The Ministry of Education, Youth and Sport has renewed calls for all educational establishments across the country to uphold the ban on the sale of unhealthy or unsafe food, after finding that some are still failing to comply with food safety guidelines.

Ministry spokesman Ros Soveacha told The Post on Tuesday that teachers were being urged to pay greater attention to the health of their students, something that is of huge importance to their ability to study.

“The Ministry of Education has been working since the previous mandate to raise the awareness of health as a factor in effective student studies."
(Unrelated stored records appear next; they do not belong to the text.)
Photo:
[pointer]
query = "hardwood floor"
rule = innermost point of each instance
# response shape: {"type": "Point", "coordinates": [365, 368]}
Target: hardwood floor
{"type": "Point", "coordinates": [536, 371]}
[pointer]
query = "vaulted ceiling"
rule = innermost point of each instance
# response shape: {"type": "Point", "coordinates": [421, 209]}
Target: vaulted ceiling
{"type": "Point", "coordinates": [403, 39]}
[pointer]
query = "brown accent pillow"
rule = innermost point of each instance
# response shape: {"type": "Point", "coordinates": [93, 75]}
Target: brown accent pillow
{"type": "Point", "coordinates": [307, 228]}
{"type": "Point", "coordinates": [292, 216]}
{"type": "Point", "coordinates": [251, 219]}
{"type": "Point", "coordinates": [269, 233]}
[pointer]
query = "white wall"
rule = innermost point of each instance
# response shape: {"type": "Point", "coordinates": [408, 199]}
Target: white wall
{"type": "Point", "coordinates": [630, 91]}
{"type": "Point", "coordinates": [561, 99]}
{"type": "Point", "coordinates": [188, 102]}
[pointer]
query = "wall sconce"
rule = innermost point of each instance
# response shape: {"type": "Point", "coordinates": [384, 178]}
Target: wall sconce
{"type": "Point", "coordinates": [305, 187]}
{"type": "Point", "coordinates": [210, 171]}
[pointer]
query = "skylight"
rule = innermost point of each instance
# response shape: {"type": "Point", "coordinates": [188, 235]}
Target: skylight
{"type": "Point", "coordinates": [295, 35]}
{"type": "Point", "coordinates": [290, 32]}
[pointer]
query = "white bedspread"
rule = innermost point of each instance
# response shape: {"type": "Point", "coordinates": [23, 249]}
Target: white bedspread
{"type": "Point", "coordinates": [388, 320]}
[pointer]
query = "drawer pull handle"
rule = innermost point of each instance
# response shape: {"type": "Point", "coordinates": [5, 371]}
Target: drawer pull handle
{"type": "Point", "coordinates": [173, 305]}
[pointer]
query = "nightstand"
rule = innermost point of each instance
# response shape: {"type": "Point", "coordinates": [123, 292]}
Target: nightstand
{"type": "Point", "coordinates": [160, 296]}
“The ministry has forbidden educational establishments from allowing students to have unsafe and unhealthy food, publicising in detail the guidelines, including as part of the primary school curriculum."

“All relevant parties, especially school management, across the country are to publicise the guidance,” Soveacha said.

The ministry’s Facebook page on Monday reminded about Directive No 18, dated May 2, on the promotion of food safety at public and private educational establishments.

This prohibits the selling of expired food, alcoholic beverages, cigarettes, food without a clear source, energy drinks and sugary drinks to students.

Coffee, ice cream, syrup water, chocolate, chewing gum, jelly, doughnuts and sweets are also all banned.

The directive also prohibits foods that are too salty, fatty and high in sugar.

Schools must only allow healthy food, such as high-quality and hygienically cooked rice, bread, Khmer noodles, porridge and fruit, it says.

The director of the Phnom Penh Department of Education Hem Sinareth told The Post on Tuesday that his department holds meetings every year to instruct educational establishments to ban unhealthy and unsafe food. However, poor quality food had been inevitably sold at some schools, he said.

School children consume food and drinks from a street vendor in Phnom Penh. Heng Chivoan

“When we saw vendors selling poor quality food, we instructed them to improve and they did so. Some vendors may have sold expired food without us seeing them,” Sinareth said.

Leng Vanny, an English teacher at the Hun Sen High School in Tbong Khmum province’s Peam Chileang district, said that the school’s senior leadership had recently met with vendors who operated outside the school, prohibiting them from selling certain foods.

However, some energy drinks were not banned, he added.

A Grade 12 student in Peam Chilang district said she ate packed meals such as cooked rice brought to school and drank energy drinks almost every day, which was bought in the village before arriving at school. She said she wanted to eat healthily, knowing it could improve her concentration.

She said she had recently stopped drinking energy drinks after they were banned from being sold near the school.

“Now I buy pure clean drinking water to drink with Khmer snacks that are sold at schools, such as seaweed snacks, grilled bananas and dumplings,” she said.

Met Ty, a resident of Pi Thnou commune in Kratie province’s Snuol district, told The Post on Tuesday that he banned his two children who were in grades 3 and 4, from buying snacks and soft drinks because they were low in quality and could affect their health.

“Snacks such as candy are not good,” Ty said, adding that he gave each child a school allowance of two thousand riel, while his wife often cooked meals for them to take to school and fed them before they went.

A World Health Organisation study found that energy drinks can cause health problems in young children, while some European countries had passed laws banning their sale to minors.

According to a study published in the Journal of the American Heart Association in May, caffeine in energy drinks can cause health risks such as high blood pressure.